最強K-POPグループ「BTS」の歌詞が世界中の人々に刺さる納得の理由

■世界中から約75万人がオンラインライブを視聴
6月14日、オンラインで開催された「BANG BANG CON The Live」には、韓国や日本をはじめ、アメリカ、イギリス、中国など107の国・地域から最大値で75万6600人が同時にアクセスして公演を楽しんだという。BTSの所属プロダクションBig Hitエンターテインメントによれば、「世界で最大規模の有料オンラインコンサート」だった。
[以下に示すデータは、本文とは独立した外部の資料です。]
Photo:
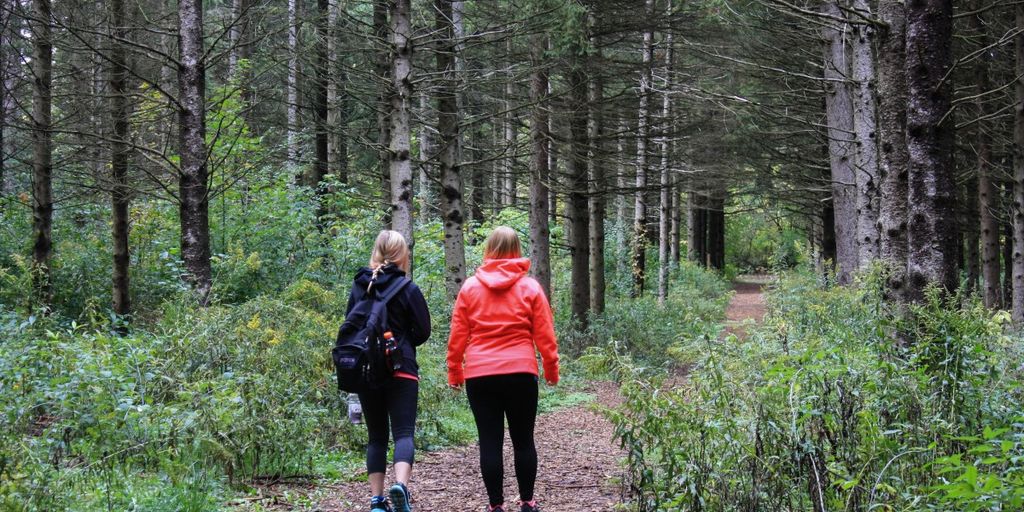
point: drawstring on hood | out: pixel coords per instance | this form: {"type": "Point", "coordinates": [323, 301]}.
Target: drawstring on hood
{"type": "Point", "coordinates": [502, 273]}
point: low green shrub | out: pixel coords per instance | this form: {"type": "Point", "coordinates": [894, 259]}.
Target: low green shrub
{"type": "Point", "coordinates": [839, 401]}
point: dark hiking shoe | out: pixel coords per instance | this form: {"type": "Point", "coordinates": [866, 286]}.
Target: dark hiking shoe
{"type": "Point", "coordinates": [528, 507]}
{"type": "Point", "coordinates": [399, 498]}
{"type": "Point", "coordinates": [379, 504]}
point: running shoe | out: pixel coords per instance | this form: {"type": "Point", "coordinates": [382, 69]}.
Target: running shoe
{"type": "Point", "coordinates": [379, 504]}
{"type": "Point", "coordinates": [400, 498]}
{"type": "Point", "coordinates": [528, 507]}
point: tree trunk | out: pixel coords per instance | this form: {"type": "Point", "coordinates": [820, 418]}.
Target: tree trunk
{"type": "Point", "coordinates": [401, 95]}
{"type": "Point", "coordinates": [643, 132]}
{"type": "Point", "coordinates": [322, 78]}
{"type": "Point", "coordinates": [540, 233]}
{"type": "Point", "coordinates": [42, 166]}
{"type": "Point", "coordinates": [986, 193]}
{"type": "Point", "coordinates": [865, 129]}
{"type": "Point", "coordinates": [932, 228]}
{"type": "Point", "coordinates": [697, 236]}
{"type": "Point", "coordinates": [382, 66]}
{"type": "Point", "coordinates": [892, 131]}
{"type": "Point", "coordinates": [577, 205]}
{"type": "Point", "coordinates": [839, 109]}
{"type": "Point", "coordinates": [448, 132]}
{"type": "Point", "coordinates": [1018, 208]}
{"type": "Point", "coordinates": [194, 208]}
{"type": "Point", "coordinates": [121, 297]}
{"type": "Point", "coordinates": [716, 230]}
{"type": "Point", "coordinates": [596, 161]}
{"type": "Point", "coordinates": [665, 210]}
{"type": "Point", "coordinates": [337, 117]}
{"type": "Point", "coordinates": [677, 221]}
{"type": "Point", "coordinates": [293, 86]}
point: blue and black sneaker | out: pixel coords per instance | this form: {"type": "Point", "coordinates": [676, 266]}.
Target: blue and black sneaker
{"type": "Point", "coordinates": [379, 504]}
{"type": "Point", "coordinates": [400, 498]}
{"type": "Point", "coordinates": [529, 506]}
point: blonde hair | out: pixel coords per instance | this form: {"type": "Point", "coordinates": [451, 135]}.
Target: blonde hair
{"type": "Point", "coordinates": [390, 248]}
{"type": "Point", "coordinates": [503, 243]}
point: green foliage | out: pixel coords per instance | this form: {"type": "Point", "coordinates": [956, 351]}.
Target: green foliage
{"type": "Point", "coordinates": [840, 399]}
{"type": "Point", "coordinates": [756, 242]}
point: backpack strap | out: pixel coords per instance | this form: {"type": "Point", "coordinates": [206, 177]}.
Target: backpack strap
{"type": "Point", "coordinates": [394, 289]}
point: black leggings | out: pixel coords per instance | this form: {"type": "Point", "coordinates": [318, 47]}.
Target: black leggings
{"type": "Point", "coordinates": [392, 407]}
{"type": "Point", "coordinates": [494, 398]}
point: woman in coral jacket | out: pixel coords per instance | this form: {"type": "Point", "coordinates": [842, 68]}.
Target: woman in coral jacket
{"type": "Point", "coordinates": [500, 315]}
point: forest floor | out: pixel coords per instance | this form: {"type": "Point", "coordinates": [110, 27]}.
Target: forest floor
{"type": "Point", "coordinates": [580, 461]}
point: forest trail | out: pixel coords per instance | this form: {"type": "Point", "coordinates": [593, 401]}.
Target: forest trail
{"type": "Point", "coordinates": [580, 466]}
{"type": "Point", "coordinates": [748, 305]}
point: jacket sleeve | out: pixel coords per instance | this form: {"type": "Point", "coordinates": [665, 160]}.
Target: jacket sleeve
{"type": "Point", "coordinates": [351, 301]}
{"type": "Point", "coordinates": [544, 336]}
{"type": "Point", "coordinates": [420, 331]}
{"type": "Point", "coordinates": [458, 339]}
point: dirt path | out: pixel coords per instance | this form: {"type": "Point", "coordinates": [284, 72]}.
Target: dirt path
{"type": "Point", "coordinates": [579, 469]}
{"type": "Point", "coordinates": [748, 305]}
{"type": "Point", "coordinates": [580, 462]}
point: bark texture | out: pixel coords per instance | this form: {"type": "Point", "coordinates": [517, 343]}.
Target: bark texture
{"type": "Point", "coordinates": [931, 226]}
{"type": "Point", "coordinates": [839, 113]}
{"type": "Point", "coordinates": [865, 130]}
{"type": "Point", "coordinates": [449, 151]}
{"type": "Point", "coordinates": [540, 233]}
{"type": "Point", "coordinates": [193, 194]}
{"type": "Point", "coordinates": [577, 204]}
{"type": "Point", "coordinates": [42, 145]}
{"type": "Point", "coordinates": [401, 96]}
{"type": "Point", "coordinates": [121, 296]}
{"type": "Point", "coordinates": [892, 131]}
{"type": "Point", "coordinates": [1018, 208]}
{"type": "Point", "coordinates": [643, 133]}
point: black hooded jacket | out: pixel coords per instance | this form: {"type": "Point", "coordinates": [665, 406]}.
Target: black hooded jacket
{"type": "Point", "coordinates": [408, 316]}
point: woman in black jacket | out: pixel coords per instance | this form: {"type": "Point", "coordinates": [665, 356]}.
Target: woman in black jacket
{"type": "Point", "coordinates": [394, 402]}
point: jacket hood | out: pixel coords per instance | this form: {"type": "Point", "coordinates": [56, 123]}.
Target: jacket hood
{"type": "Point", "coordinates": [502, 273]}
{"type": "Point", "coordinates": [385, 276]}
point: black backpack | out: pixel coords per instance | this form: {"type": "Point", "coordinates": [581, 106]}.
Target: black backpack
{"type": "Point", "coordinates": [358, 351]}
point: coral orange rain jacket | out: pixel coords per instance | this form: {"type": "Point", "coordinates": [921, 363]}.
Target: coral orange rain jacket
{"type": "Point", "coordinates": [499, 317]}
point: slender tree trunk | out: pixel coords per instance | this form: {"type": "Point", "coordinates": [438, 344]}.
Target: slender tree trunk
{"type": "Point", "coordinates": [932, 228]}
{"type": "Point", "coordinates": [448, 133]}
{"type": "Point", "coordinates": [865, 129]}
{"type": "Point", "coordinates": [1008, 256]}
{"type": "Point", "coordinates": [986, 193]}
{"type": "Point", "coordinates": [540, 236]}
{"type": "Point", "coordinates": [401, 95]}
{"type": "Point", "coordinates": [665, 211]}
{"type": "Point", "coordinates": [42, 167]}
{"type": "Point", "coordinates": [6, 76]}
{"type": "Point", "coordinates": [322, 78]}
{"type": "Point", "coordinates": [119, 159]}
{"type": "Point", "coordinates": [596, 163]}
{"type": "Point", "coordinates": [697, 245]}
{"type": "Point", "coordinates": [643, 132]}
{"type": "Point", "coordinates": [233, 37]}
{"type": "Point", "coordinates": [194, 208]}
{"type": "Point", "coordinates": [892, 130]}
{"type": "Point", "coordinates": [293, 85]}
{"type": "Point", "coordinates": [337, 118]}
{"type": "Point", "coordinates": [677, 221]}
{"type": "Point", "coordinates": [839, 107]}
{"type": "Point", "coordinates": [1018, 208]}
{"type": "Point", "coordinates": [577, 205]}
{"type": "Point", "coordinates": [716, 230]}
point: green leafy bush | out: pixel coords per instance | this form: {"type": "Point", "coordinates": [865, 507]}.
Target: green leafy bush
{"type": "Point", "coordinates": [838, 401]}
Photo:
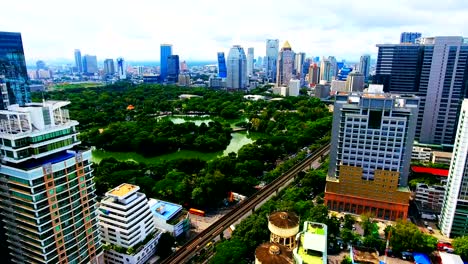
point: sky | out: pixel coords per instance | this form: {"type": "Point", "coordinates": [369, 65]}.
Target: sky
{"type": "Point", "coordinates": [197, 29]}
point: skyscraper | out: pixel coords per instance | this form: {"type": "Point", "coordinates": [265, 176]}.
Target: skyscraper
{"type": "Point", "coordinates": [437, 71]}
{"type": "Point", "coordinates": [109, 68]}
{"type": "Point", "coordinates": [454, 220]}
{"type": "Point", "coordinates": [78, 62]}
{"type": "Point", "coordinates": [121, 68]}
{"type": "Point", "coordinates": [314, 74]}
{"type": "Point", "coordinates": [409, 37]}
{"type": "Point", "coordinates": [364, 66]}
{"type": "Point", "coordinates": [90, 64]}
{"type": "Point", "coordinates": [222, 71]}
{"type": "Point", "coordinates": [166, 51]}
{"type": "Point", "coordinates": [355, 82]}
{"type": "Point", "coordinates": [236, 68]}
{"type": "Point", "coordinates": [299, 59]}
{"type": "Point", "coordinates": [13, 68]}
{"type": "Point", "coordinates": [250, 61]}
{"type": "Point", "coordinates": [271, 58]}
{"type": "Point", "coordinates": [47, 189]}
{"type": "Point", "coordinates": [285, 65]}
{"type": "Point", "coordinates": [326, 70]}
{"type": "Point", "coordinates": [126, 220]}
{"type": "Point", "coordinates": [370, 155]}
{"type": "Point", "coordinates": [173, 68]}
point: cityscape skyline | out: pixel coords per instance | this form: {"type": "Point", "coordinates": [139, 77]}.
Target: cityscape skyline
{"type": "Point", "coordinates": [319, 30]}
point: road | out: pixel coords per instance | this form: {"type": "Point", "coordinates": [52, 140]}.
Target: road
{"type": "Point", "coordinates": [186, 252]}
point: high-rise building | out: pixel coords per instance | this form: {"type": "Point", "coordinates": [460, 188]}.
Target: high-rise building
{"type": "Point", "coordinates": [173, 68]}
{"type": "Point", "coordinates": [78, 62]}
{"type": "Point", "coordinates": [370, 155]}
{"type": "Point", "coordinates": [294, 87]}
{"type": "Point", "coordinates": [355, 82]}
{"type": "Point", "coordinates": [409, 37]}
{"type": "Point", "coordinates": [454, 221]}
{"type": "Point", "coordinates": [271, 58]}
{"type": "Point", "coordinates": [222, 71]}
{"type": "Point", "coordinates": [259, 63]}
{"type": "Point", "coordinates": [40, 65]}
{"type": "Point", "coordinates": [109, 68]}
{"type": "Point", "coordinates": [166, 51]}
{"type": "Point", "coordinates": [236, 68]}
{"type": "Point", "coordinates": [13, 68]}
{"type": "Point", "coordinates": [126, 220]}
{"type": "Point", "coordinates": [250, 61]}
{"type": "Point", "coordinates": [364, 66]}
{"type": "Point", "coordinates": [437, 71]}
{"type": "Point", "coordinates": [326, 70]}
{"type": "Point", "coordinates": [90, 64]}
{"type": "Point", "coordinates": [314, 74]}
{"type": "Point", "coordinates": [47, 188]}
{"type": "Point", "coordinates": [121, 68]}
{"type": "Point", "coordinates": [299, 59]}
{"type": "Point", "coordinates": [285, 65]}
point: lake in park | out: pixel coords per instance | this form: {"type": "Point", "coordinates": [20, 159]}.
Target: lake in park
{"type": "Point", "coordinates": [238, 140]}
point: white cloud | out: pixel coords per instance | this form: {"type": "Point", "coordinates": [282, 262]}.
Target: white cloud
{"type": "Point", "coordinates": [198, 29]}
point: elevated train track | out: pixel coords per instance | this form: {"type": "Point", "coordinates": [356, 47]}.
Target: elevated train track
{"type": "Point", "coordinates": [191, 248]}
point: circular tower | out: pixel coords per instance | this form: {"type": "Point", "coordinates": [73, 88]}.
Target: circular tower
{"type": "Point", "coordinates": [283, 227]}
{"type": "Point", "coordinates": [272, 253]}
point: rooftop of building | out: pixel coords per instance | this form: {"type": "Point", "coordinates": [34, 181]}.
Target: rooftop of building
{"type": "Point", "coordinates": [364, 255]}
{"type": "Point", "coordinates": [312, 243]}
{"type": "Point", "coordinates": [123, 190]}
{"type": "Point", "coordinates": [433, 171]}
{"type": "Point", "coordinates": [273, 253]}
{"type": "Point", "coordinates": [163, 209]}
{"type": "Point", "coordinates": [284, 219]}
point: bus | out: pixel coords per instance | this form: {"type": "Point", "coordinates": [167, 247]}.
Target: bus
{"type": "Point", "coordinates": [196, 212]}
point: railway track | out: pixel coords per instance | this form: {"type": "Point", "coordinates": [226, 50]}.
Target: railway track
{"type": "Point", "coordinates": [191, 248]}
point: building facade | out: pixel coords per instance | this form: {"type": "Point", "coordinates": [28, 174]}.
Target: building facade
{"type": "Point", "coordinates": [90, 64]}
{"type": "Point", "coordinates": [454, 218]}
{"type": "Point", "coordinates": [109, 68]}
{"type": "Point", "coordinates": [285, 65]}
{"type": "Point", "coordinates": [272, 48]}
{"type": "Point", "coordinates": [436, 70]}
{"type": "Point", "coordinates": [236, 68]}
{"type": "Point", "coordinates": [222, 71]}
{"type": "Point", "coordinates": [250, 61]}
{"type": "Point", "coordinates": [78, 62]}
{"type": "Point", "coordinates": [48, 201]}
{"type": "Point", "coordinates": [166, 51]}
{"type": "Point", "coordinates": [370, 155]}
{"type": "Point", "coordinates": [173, 68]}
{"type": "Point", "coordinates": [127, 226]}
{"type": "Point", "coordinates": [364, 66]}
{"type": "Point", "coordinates": [409, 37]}
{"type": "Point", "coordinates": [13, 69]}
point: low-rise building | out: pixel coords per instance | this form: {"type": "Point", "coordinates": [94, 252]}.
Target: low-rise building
{"type": "Point", "coordinates": [127, 226]}
{"type": "Point", "coordinates": [170, 217]}
{"type": "Point", "coordinates": [429, 198]}
{"type": "Point", "coordinates": [441, 157]}
{"type": "Point", "coordinates": [421, 154]}
{"type": "Point", "coordinates": [311, 244]}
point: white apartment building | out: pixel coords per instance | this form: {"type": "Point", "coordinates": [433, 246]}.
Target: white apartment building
{"type": "Point", "coordinates": [127, 226]}
{"type": "Point", "coordinates": [454, 217]}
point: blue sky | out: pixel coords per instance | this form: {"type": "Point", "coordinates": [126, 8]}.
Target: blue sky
{"type": "Point", "coordinates": [199, 28]}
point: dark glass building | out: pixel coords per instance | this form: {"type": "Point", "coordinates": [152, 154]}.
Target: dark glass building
{"type": "Point", "coordinates": [409, 37]}
{"type": "Point", "coordinates": [436, 70]}
{"type": "Point", "coordinates": [166, 51]}
{"type": "Point", "coordinates": [222, 71]}
{"type": "Point", "coordinates": [173, 68]}
{"type": "Point", "coordinates": [13, 68]}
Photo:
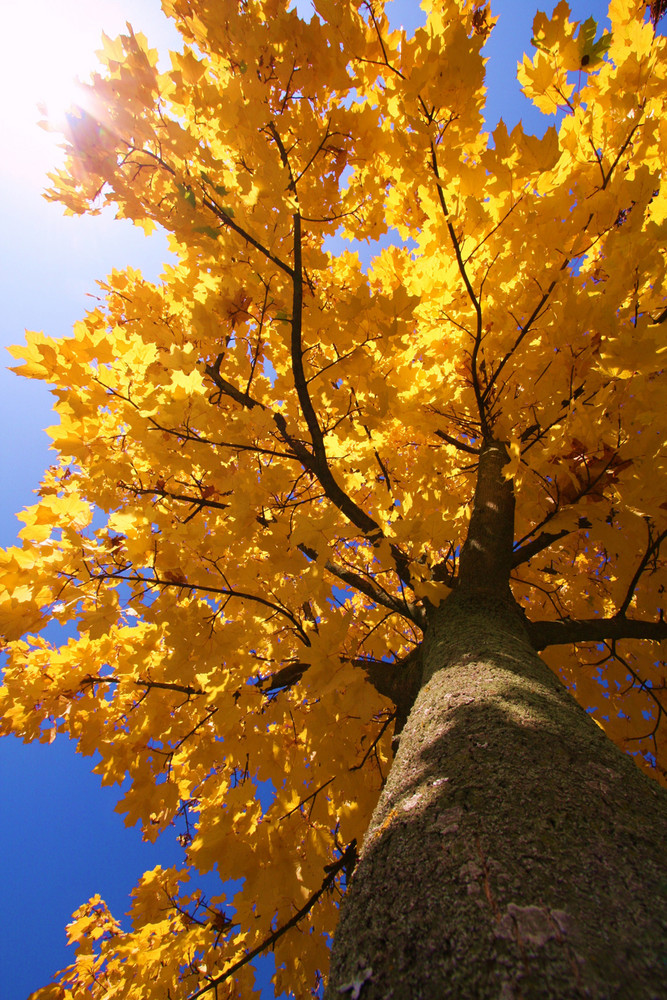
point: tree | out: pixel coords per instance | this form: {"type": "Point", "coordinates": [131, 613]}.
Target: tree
{"type": "Point", "coordinates": [305, 517]}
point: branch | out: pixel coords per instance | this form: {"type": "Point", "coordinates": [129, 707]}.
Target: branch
{"type": "Point", "coordinates": [543, 541]}
{"type": "Point", "coordinates": [461, 445]}
{"type": "Point", "coordinates": [91, 680]}
{"type": "Point", "coordinates": [347, 859]}
{"type": "Point", "coordinates": [569, 630]}
{"type": "Point", "coordinates": [368, 587]}
{"type": "Point", "coordinates": [652, 550]}
{"type": "Point", "coordinates": [399, 681]}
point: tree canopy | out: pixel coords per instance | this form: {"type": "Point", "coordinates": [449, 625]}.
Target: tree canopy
{"type": "Point", "coordinates": [266, 461]}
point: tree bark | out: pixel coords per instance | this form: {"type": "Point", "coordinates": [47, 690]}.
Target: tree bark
{"type": "Point", "coordinates": [515, 852]}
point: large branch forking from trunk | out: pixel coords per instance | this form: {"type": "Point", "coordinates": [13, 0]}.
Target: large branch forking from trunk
{"type": "Point", "coordinates": [486, 557]}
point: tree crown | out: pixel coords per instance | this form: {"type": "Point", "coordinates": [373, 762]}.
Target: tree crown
{"type": "Point", "coordinates": [266, 462]}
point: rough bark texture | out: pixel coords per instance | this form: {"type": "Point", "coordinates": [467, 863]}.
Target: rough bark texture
{"type": "Point", "coordinates": [515, 852]}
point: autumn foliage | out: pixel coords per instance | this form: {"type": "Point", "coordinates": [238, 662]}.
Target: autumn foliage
{"type": "Point", "coordinates": [265, 462]}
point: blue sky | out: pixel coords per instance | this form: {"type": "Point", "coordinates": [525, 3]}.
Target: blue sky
{"type": "Point", "coordinates": [60, 840]}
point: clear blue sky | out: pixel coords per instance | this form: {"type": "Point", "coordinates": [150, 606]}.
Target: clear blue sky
{"type": "Point", "coordinates": [60, 840]}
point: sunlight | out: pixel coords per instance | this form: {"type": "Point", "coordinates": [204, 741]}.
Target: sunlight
{"type": "Point", "coordinates": [45, 50]}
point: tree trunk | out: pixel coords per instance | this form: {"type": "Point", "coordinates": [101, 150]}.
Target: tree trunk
{"type": "Point", "coordinates": [515, 852]}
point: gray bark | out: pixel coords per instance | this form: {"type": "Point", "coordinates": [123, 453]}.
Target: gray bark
{"type": "Point", "coordinates": [515, 852]}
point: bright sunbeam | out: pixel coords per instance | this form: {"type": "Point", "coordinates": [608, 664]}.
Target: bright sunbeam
{"type": "Point", "coordinates": [44, 48]}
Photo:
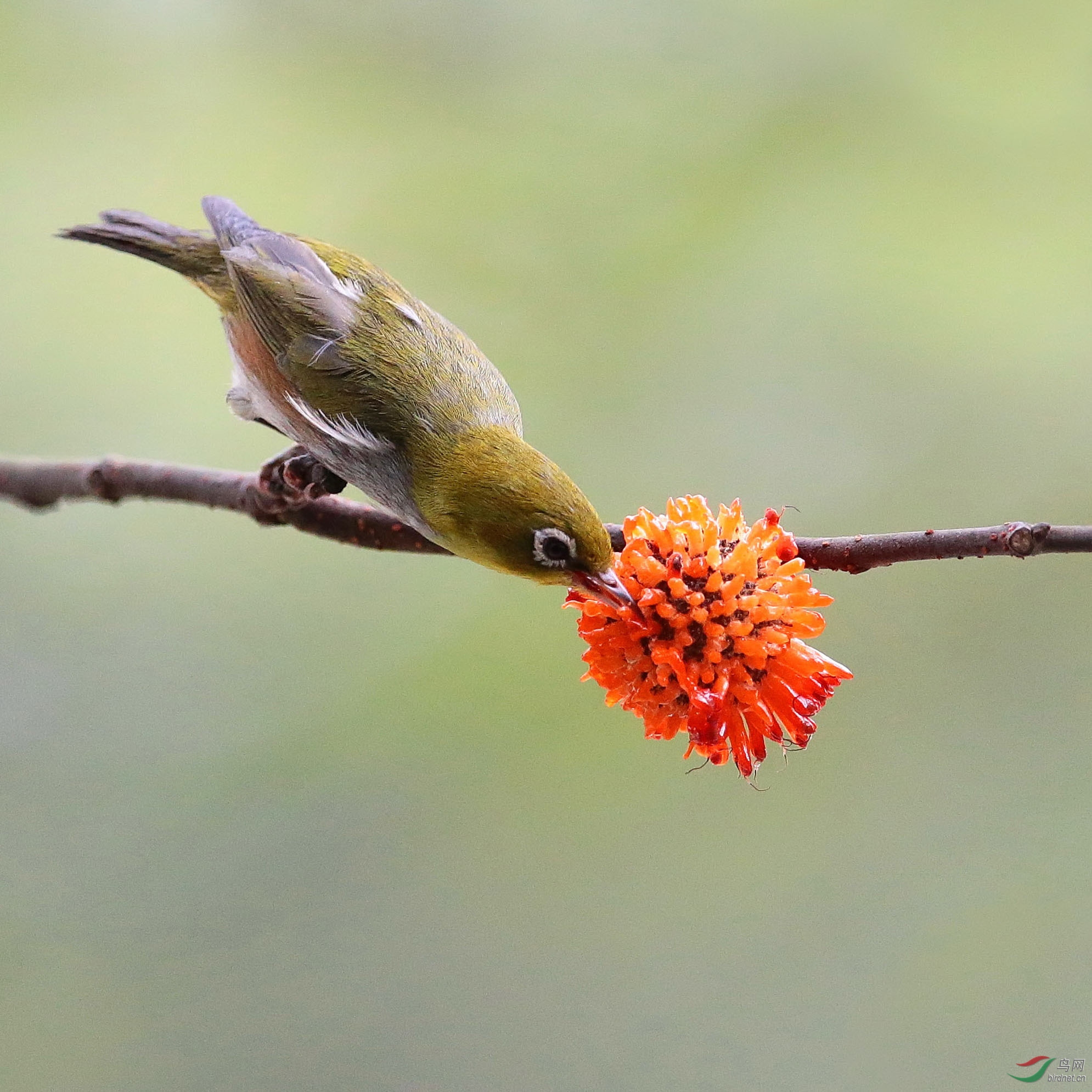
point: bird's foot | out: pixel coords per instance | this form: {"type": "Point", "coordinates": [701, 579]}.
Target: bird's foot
{"type": "Point", "coordinates": [292, 480]}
コロナ禍以前に開催されたBTSのオフライン・ライブの観客動員数は1回あたり3万3000人のため、このオンライン・ライブ1回だけで23回分にあたる観客を集めた計算だ。コロナ禍の影響で世界的に各種の公演が中止・延期を余儀なくされ、アーティストたちの苦境が伝えられるが、そんな状況でもBTSは別格のようだ。
■「自分を愛することから他人への愛も始まる」
リーダーのRM(キム・ナムジュン)は今回の“無観客コンサート”について、「これが未来の公演かと思うと怖くなった。でも、世界中の多くのファンが助けてくれたおかげで無事に終えることができた。いつ会えるかわからないけど、最善を尽くしたい」とコメントしたが、同時に自分がダンスでミスしたことについて、「ARMY(BTSのファンの愛称)に謝罪したい。僕は自分自身に酔ってしまったようだ。ごめん」と、率直に告白してわびたのは印象的だった。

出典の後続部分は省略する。